Se è vero che ognuno ha i suoi tempi e i propri percorsi di apprendimento, che bisogna assolutamente rispettare, è vero anche che mi preoccupa molto la chiarezza e la comunione di intenti, nella relazione allievo-insegnante, che le informazioni non vengano solo udite con l’organo dell’orecchio, ma anche osservate, esaminate, comprese, quindi incarnate. In caso contrario le mie parole rischiano di diventare come fumo, che sale verso l’alto ed esce fuori dalla finestra disperdendosi nell’aria.

L’allievo non è l’elemento passivo in questa relazione, non se ne sta lì a farsi riempire come un bicchiere, ho bisogno che anche loro compiano un movimento verso di me in modo onesto e sincero, il che vuol dire anche comunicare i dubbi, dichiarare di non sapere, anche le cose più banali, senza imbarazzo. Siamo tutti qui per imparare e sarebbe bene cercare di sfruttare al meglio ogni secondo trascorso insieme. L’indolenza che vedo negli sguardi dei ragazzi ogni tanto mi spiazza, non so come interpretarla: si tratta di noia, di stanchezza, di flussi di attenzione volubili, oppure hanno solo voglia di muoversi e non di ragionare?

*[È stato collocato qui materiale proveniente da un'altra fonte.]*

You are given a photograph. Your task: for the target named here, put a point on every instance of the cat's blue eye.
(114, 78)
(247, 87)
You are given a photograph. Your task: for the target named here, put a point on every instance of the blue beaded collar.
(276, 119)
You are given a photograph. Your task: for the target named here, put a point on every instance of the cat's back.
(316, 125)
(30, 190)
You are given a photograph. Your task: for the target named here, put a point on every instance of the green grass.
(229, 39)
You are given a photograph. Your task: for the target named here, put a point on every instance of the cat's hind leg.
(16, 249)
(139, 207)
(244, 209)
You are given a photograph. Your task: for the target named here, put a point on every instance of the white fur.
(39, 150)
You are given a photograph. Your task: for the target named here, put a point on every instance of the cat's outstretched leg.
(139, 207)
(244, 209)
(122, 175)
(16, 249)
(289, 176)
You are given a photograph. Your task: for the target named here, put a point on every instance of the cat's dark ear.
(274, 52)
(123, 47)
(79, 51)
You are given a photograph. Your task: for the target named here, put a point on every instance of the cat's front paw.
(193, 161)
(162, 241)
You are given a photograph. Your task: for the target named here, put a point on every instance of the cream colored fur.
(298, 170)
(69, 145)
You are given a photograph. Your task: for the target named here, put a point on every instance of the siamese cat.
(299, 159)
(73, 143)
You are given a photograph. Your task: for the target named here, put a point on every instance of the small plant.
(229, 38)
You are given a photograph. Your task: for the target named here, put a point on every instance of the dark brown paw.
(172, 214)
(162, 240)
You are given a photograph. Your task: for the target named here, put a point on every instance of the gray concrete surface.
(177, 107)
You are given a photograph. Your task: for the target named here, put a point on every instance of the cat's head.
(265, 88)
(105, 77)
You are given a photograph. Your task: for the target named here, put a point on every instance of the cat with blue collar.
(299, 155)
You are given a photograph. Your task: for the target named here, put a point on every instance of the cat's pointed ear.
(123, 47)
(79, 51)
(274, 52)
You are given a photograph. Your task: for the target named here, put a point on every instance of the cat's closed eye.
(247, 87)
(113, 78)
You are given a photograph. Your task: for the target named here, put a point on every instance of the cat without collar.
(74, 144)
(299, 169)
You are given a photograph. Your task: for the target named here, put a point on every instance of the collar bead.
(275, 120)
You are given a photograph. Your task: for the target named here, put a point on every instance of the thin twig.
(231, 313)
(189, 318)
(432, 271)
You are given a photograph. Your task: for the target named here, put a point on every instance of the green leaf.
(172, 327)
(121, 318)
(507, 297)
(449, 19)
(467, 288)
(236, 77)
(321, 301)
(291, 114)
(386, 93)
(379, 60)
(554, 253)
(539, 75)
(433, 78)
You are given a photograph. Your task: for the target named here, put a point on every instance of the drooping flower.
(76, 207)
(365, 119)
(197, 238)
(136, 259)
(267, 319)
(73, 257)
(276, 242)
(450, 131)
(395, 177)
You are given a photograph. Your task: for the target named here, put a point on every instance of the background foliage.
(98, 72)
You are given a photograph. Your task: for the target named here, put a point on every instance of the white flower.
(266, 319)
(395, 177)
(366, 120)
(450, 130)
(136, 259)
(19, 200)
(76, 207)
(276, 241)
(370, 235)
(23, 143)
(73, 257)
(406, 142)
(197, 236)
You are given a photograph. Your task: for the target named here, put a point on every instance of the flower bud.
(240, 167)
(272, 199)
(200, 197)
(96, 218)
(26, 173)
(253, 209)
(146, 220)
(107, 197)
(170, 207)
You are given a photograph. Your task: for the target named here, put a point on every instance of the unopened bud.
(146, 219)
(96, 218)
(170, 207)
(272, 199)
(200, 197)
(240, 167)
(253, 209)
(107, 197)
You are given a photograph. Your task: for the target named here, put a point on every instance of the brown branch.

In attesa di capirci qualcosa ho drasticamente ridotto i momenti di approfondimento teorico, perché percepisco il poco interesse nei confronti di questi tipo di approccio. Peccato perché nel ruolo di colei che forma i danzatori, mi sento di dire che non sto allevando bestie da soma, ma futuri artisti che oltre a muoversi dovranno anche pensare.